戦闘状況は、人間側が不利のようだった。負傷した人間が2名いる。負傷者を守りながらの防戦一方で、今は耐えているようだな。けれど、徐々に不利になっている。このまま時間が経てば、全滅する危険性もありそうだ。
さて、どうするかな。
「手助けするか、見捨てるか……」
ここ数年、森に隠れ住んで人間との交流をしてこなかった俺は少しだけ助けるのが面倒だと思ってしまった。それに、わざわざこんな危険な場所まで立ち入ったんだ。腕に自信があるのだろう。そんな戦士たちの戦いに乱入していいのかな。
でも、そのまま見捨てて戻るのもなぁ。見ている間に、どんどん状況が悪くなっていく。彼らを見捨てたら、助からないだろうな。それを俺は見つけてしまったから、そのまま放置するのも気分が悪い。
「仕方ない、助けるかぁ……」
「ワウ」
やる気はないけれど、自分の気分を悪くしないために。リヴを引き連れて木の陰に隠れて観察していた俺は、彼らの目の前に姿を表した。
「ッ! 背後から新手ッ!?」
足から血を流しながら、剣を支えにして膝をついた女戦士が俺たちの姿を見つけて声を上げる。
「くっ……! 逃げてください、姫様……」
4人の中で一番重症そうなローブの男が、地面に倒れたまま声を振り絞った。彼の側には、折れて真っ二つになった杖が転がっている。あれじゃあもう、戦力にはならない。
「え、ちょっと待って。……人間!?」
何故か、こんな森の中で華やかな白いドレスを身にまといながら戦っている少女がモンスターの鋭い攻撃を受け止めながら、こちらを振り返って言った。彼女は、俺の顔をジッと見つめてくる。高貴の出のような見た目の割には、ちゃんと戦えている。
「なッ!? 人間だと! こんな場所に!?」
一番先頭に立って戦っていた男が、モンスターの攻撃をかわして振り返り、驚きの声を上げた。その集団の中で、彼が一番の戦力みたい。というか、その男は見覚えのある人物だった。
「……えぇ。もしかして、勇者か?」
小さな声が、俺の口からボソッと漏れ出た。
数年前、俺が生まれ育った村から旅立つキッカケとなった人物がそこに居た。歳を重ねて、顔立ちが少し変わっている。だけど、見覚えのある顔だった。そんな彼は、モンスターからの攻撃を受け流して耐えている。

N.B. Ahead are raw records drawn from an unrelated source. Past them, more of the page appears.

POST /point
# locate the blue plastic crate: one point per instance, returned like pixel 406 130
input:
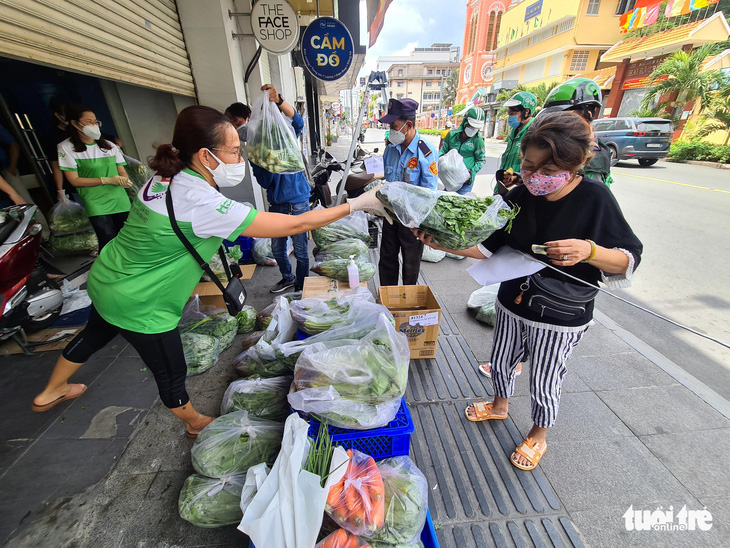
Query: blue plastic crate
pixel 428 535
pixel 389 441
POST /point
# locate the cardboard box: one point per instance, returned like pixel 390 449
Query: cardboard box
pixel 417 315
pixel 317 286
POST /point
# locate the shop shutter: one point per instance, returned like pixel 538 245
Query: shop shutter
pixel 135 41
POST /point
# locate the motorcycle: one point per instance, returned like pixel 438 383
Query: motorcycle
pixel 29 300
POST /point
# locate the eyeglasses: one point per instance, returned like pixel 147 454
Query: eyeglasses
pixel 238 151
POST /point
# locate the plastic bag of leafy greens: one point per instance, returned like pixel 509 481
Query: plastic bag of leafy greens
pixel 201 352
pixel 221 325
pixel 455 256
pixel 406 501
pixel 355 384
pixel 81 242
pixel 454 221
pixel 271 142
pixel 431 255
pixel 138 173
pixel 211 502
pixel 246 319
pixel 234 443
pixel 67 217
pixel 315 315
pixel 263 398
pixel 354 225
pixel 342 250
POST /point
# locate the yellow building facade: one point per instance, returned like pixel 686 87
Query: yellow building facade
pixel 553 40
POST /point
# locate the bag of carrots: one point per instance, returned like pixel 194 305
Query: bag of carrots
pixel 342 539
pixel 357 501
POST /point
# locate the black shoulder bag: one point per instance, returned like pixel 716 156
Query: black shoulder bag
pixel 234 294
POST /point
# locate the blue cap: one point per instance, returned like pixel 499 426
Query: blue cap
pixel 399 109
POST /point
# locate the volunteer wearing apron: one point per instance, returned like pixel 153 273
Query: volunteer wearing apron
pixel 95 167
pixel 143 278
pixel 586 236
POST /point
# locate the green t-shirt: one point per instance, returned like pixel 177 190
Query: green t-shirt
pixel 91 163
pixel 143 277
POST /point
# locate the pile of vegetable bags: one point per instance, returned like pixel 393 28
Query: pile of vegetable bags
pixel 271 141
pixel 454 221
pixel 353 383
pixel 71 231
pixel 377 504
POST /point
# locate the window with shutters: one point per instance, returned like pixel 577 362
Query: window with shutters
pixel 579 61
pixel 593 7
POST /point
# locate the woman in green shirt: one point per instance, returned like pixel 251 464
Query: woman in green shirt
pixel 143 278
pixel 95 167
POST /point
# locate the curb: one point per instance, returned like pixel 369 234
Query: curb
pixel 694 385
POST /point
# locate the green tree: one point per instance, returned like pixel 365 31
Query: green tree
pixel 448 94
pixel 681 73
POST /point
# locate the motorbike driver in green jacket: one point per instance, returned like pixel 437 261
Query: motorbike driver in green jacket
pixel 583 96
pixel 469 143
pixel 520 109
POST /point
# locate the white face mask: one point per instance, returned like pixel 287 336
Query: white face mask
pixel 227 174
pixel 396 136
pixel 92 132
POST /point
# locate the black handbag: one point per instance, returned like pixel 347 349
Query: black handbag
pixel 234 294
pixel 554 298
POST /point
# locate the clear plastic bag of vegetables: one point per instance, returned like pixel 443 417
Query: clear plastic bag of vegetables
pixel 246 319
pixel 454 221
pixel 235 442
pixel 354 225
pixel 357 501
pixel 67 217
pixel 201 352
pixel 316 315
pixel 406 502
pixel 211 502
pixel 263 398
pixel 271 141
pixel 355 384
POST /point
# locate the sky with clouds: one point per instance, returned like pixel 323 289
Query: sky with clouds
pixel 416 23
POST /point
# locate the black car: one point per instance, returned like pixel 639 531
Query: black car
pixel 643 139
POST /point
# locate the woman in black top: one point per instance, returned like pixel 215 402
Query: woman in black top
pixel 586 236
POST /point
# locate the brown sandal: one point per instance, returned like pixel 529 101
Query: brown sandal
pixel 69 396
pixel 482 412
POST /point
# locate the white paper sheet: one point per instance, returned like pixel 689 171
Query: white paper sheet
pixel 505 264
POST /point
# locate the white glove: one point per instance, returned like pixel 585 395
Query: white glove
pixel 369 203
pixel 116 180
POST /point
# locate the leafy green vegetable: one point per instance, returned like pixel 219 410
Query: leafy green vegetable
pixel 211 502
pixel 82 242
pixel 406 501
pixel 455 222
pixel 337 269
pixel 222 326
pixel 263 398
pixel 246 319
pixel 234 442
pixel 201 352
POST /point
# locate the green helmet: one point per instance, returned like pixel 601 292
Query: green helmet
pixel 474 117
pixel 576 92
pixel 523 99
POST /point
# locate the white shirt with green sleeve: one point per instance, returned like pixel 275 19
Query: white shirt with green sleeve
pixel 91 163
pixel 143 277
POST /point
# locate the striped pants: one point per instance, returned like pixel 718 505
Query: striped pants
pixel 548 346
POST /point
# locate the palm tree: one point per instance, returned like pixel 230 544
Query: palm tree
pixel 681 73
pixel 448 94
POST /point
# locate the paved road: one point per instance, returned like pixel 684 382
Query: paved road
pixel 682 215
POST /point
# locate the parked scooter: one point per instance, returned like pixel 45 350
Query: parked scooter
pixel 28 299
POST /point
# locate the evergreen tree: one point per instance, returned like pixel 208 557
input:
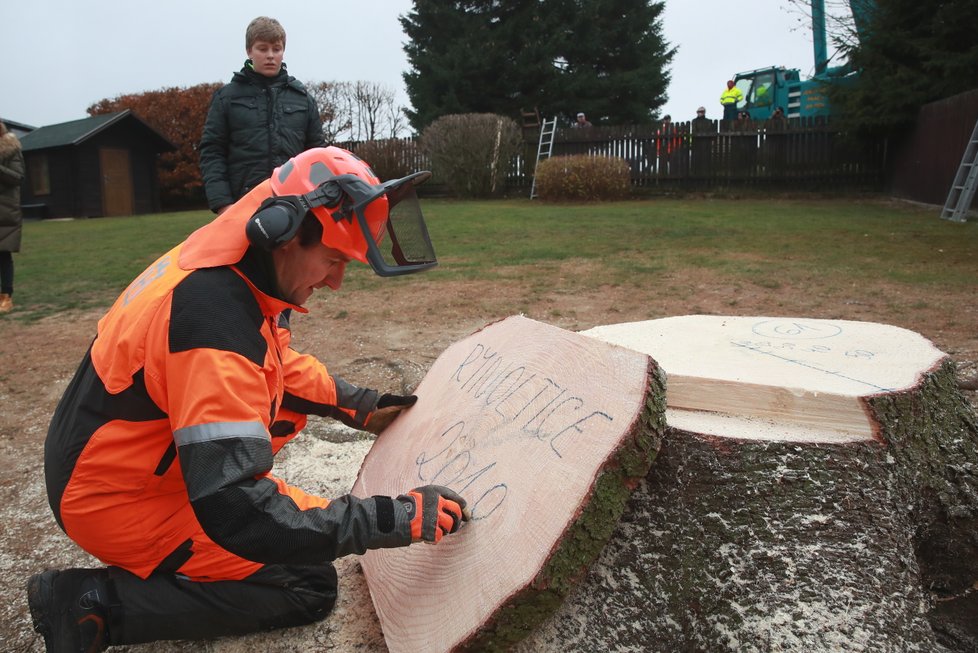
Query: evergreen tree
pixel 604 57
pixel 915 52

まさか、こんな場所で再会するとは予想していなかった。もう二度と、会うことはないだろうと思っていたのに。再び、出会ってしまうなんて。
それになぜ、こんな場所に居るのだろうか。旅の途中なのか。修行している最中、とか。まだ、仲間探しを続けているのか。でも、こんな人が居ない場所を訪れるなんて無駄そうだけど。そんなことを考えていると、ドレスを着た女性の1人が俺たちに向けて必死の形相で叫んだ。